Es geht dabei um den Ausbau der industriellen Kompetenz, um die Sicherheit und um die Steigerung der Leistung der Flughäfen. Die Überkapazitäten, die Herr Kollege Wenzel sieht, sehe ich nicht. Ich habe z. B. aber große Zweifel, ob bei der Verlängerung der Landebahn in Braunschweig wirklich der politische Push vonseiten der Landesregierung gegeben wurde, um voranzukommen.

(Schurreit [SPD]: Natürlich!)

Es drängt sich auch die Frage auf: Wie steht es denn beispielsweise mit den Bemühungen, die Europäische Luftverkehrsbehörde EASA nach

Braunschweig zu holen? Ich hatte den Eindruck, der Einsatz der Landesregierung hatte in dieser Hinsicht seine Grenzen. Da DLR und Luftfahrtbundesamt den Sitz in Braunschweig haben, würde es sich doch anbieten, auch die andere europäische Behörde nach Braunschweig zu holen.

(Schurreit [SPD]: Und 46 andere Un- ternehmen!)

So wie es aussieht, wird sie aber nach Köln kommen. Also stellt sich auch hier die Frage: Wo bleibt der politische Einsatz, um zu einer Lösung für Braunschweig zu kommen?

Damit hier überhaupt kein Zweifel aufkommt: Ich rede die Ziele der Strategie nicht klein. Ich habe auch nichts dagegen, eine solche Strategie zu verfolgen, wenn es wirklich erreichbar wäre, bis 2007 zu einer Verdoppelung der Arbeitsplätze zu kommen. Ich glaube, dass in Niedersachsen als selbstbewusstem Standort der Luftverkehr ausgebaut werden kann und dass auch neue Aufgaben wahrgenommen werden können. Die entscheidende Frage wird aber sein: Ist das wirklich eine Strategie? Ich habe bei mir zu Hause einmal nachgeguckt, wie viele Strategiepapiere ich allein aus dem Wirtschaftsministerium im Laufe der letzten Perioden bekommen habe.
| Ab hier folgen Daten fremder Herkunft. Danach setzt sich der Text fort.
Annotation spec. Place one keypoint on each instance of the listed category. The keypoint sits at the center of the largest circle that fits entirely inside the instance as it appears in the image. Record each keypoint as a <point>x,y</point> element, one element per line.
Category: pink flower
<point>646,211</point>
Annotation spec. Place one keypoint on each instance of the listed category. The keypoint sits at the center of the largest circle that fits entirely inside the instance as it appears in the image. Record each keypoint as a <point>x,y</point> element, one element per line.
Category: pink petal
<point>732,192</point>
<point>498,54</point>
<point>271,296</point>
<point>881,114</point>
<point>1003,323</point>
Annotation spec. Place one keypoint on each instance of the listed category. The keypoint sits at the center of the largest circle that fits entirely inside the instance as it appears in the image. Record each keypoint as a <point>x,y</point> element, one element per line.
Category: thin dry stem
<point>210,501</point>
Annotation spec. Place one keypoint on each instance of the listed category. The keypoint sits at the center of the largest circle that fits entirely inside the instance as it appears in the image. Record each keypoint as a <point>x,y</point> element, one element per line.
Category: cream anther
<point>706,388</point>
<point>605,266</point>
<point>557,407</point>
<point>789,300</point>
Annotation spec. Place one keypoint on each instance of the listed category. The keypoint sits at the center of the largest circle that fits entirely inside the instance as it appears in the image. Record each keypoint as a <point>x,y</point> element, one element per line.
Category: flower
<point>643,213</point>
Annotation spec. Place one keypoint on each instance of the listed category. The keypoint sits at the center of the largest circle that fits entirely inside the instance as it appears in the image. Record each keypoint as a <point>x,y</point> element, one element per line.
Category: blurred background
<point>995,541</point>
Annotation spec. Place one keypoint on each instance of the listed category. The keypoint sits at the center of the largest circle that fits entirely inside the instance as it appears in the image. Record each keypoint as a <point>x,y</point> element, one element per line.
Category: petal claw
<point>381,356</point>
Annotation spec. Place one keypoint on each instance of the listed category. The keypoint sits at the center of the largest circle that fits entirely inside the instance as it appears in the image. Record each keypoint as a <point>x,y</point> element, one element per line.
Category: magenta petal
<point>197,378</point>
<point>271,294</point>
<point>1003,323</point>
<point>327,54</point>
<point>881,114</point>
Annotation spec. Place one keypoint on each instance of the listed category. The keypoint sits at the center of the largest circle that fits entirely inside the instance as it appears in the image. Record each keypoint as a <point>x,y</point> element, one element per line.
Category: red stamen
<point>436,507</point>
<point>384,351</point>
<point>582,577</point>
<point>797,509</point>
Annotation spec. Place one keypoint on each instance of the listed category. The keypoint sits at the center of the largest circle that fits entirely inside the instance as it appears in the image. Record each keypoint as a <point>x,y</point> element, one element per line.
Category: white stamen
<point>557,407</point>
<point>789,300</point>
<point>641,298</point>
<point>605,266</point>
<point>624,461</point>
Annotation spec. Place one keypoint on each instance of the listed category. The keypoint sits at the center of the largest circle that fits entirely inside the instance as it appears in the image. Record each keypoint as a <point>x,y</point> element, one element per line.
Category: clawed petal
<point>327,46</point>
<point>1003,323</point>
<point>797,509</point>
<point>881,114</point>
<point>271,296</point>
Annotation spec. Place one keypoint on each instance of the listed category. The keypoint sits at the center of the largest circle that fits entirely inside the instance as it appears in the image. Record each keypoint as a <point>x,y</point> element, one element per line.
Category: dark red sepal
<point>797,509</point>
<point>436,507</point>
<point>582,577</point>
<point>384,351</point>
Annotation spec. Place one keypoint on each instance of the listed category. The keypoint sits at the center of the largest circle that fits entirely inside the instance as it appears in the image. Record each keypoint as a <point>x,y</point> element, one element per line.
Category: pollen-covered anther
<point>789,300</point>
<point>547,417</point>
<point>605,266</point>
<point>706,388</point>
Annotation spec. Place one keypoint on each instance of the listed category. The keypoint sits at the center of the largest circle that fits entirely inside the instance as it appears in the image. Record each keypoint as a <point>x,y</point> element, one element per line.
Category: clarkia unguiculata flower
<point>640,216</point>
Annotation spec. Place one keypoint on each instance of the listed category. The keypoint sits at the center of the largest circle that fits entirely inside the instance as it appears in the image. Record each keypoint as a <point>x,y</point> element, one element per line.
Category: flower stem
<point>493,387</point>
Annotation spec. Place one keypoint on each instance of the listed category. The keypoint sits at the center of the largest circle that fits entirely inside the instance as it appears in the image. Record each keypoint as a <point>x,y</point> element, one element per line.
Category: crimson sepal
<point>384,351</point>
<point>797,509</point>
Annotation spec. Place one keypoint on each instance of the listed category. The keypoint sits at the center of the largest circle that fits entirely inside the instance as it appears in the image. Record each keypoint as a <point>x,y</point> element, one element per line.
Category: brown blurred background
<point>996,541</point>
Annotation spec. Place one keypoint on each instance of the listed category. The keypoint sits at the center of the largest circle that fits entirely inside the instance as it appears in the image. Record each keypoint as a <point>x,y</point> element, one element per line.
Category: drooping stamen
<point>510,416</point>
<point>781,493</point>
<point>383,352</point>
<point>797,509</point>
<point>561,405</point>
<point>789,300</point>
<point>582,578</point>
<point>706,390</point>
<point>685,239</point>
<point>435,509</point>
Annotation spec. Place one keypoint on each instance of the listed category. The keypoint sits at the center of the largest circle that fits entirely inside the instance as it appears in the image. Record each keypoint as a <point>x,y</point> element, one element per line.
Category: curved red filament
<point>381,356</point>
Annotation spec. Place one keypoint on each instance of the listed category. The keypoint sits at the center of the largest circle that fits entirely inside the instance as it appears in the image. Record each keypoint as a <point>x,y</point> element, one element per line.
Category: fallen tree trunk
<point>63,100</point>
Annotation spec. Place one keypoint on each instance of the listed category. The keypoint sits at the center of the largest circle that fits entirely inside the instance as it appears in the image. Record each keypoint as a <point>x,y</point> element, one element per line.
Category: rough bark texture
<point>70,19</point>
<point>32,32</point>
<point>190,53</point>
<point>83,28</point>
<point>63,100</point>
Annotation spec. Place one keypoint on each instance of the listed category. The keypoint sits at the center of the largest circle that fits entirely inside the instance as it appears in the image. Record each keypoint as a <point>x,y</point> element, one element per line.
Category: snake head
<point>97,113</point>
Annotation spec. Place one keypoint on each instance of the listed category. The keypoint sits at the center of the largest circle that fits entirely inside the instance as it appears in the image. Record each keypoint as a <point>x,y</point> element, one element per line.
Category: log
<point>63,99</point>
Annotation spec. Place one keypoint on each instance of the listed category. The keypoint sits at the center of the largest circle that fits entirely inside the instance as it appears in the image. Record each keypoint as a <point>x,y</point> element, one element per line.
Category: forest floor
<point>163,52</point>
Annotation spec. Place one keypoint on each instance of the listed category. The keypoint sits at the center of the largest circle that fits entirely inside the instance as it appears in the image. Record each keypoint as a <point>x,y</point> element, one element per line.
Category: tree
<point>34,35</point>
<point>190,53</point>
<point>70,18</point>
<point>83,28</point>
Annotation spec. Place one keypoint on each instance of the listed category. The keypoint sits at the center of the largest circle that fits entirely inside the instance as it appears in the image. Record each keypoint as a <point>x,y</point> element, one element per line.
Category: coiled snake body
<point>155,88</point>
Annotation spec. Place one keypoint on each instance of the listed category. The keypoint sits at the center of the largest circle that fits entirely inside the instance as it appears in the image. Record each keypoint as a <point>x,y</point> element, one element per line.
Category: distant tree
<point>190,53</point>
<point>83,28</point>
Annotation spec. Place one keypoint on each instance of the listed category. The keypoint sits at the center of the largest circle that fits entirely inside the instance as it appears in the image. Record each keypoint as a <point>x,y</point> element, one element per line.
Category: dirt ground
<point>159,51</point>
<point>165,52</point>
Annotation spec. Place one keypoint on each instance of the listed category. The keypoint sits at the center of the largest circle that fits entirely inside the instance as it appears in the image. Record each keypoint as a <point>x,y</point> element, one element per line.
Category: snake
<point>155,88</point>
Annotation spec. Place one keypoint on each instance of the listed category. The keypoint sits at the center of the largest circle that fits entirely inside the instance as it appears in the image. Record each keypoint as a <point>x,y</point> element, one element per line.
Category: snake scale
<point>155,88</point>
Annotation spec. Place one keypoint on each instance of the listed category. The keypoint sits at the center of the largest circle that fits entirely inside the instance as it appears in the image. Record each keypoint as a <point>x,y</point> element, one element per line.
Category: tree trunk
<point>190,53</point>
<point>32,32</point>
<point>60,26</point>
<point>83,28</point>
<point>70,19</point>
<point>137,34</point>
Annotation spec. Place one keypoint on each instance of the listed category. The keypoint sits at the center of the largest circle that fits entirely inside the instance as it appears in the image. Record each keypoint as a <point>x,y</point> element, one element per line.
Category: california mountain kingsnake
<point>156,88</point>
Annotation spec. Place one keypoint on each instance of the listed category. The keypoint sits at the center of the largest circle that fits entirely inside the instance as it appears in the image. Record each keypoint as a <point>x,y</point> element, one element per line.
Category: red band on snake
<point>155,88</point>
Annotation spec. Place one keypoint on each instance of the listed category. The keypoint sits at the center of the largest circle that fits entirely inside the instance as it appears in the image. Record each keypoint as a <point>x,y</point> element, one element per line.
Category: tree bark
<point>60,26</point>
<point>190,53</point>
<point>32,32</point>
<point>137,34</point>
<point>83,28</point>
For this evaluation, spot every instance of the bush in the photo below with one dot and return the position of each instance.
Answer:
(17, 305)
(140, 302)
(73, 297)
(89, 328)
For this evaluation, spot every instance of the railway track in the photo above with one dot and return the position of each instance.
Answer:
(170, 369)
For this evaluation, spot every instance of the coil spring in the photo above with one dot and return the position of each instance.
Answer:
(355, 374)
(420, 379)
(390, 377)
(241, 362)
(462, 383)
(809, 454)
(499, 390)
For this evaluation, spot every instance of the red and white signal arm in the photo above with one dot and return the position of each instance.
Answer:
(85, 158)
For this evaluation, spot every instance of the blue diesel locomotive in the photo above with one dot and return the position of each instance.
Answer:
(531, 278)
(Schurreit [SPD]: Du hast sie nicht gelesen, sondern sie nur abgeheftet!)

Es gibt solche Strategiepapiere für Medienstandorte und für die verschiedensten Bereiche. Wenn man sich einmal die Mühe macht, hinter die Kulissen zu schauen, kommt man zu der kühlen, harten und ernüchternden Erkenntnis, dass weithin nichts geschehen ist. Es gab nur Ankündigungen. Die entscheidende Frage lautet meines Erachtens daher: Ist dies wirklich eine durchgreifende Strategie, oder handelt es sich, wie so oft, nur um ein Werbeprogramm zur Wahl? - Herzlichen Dank.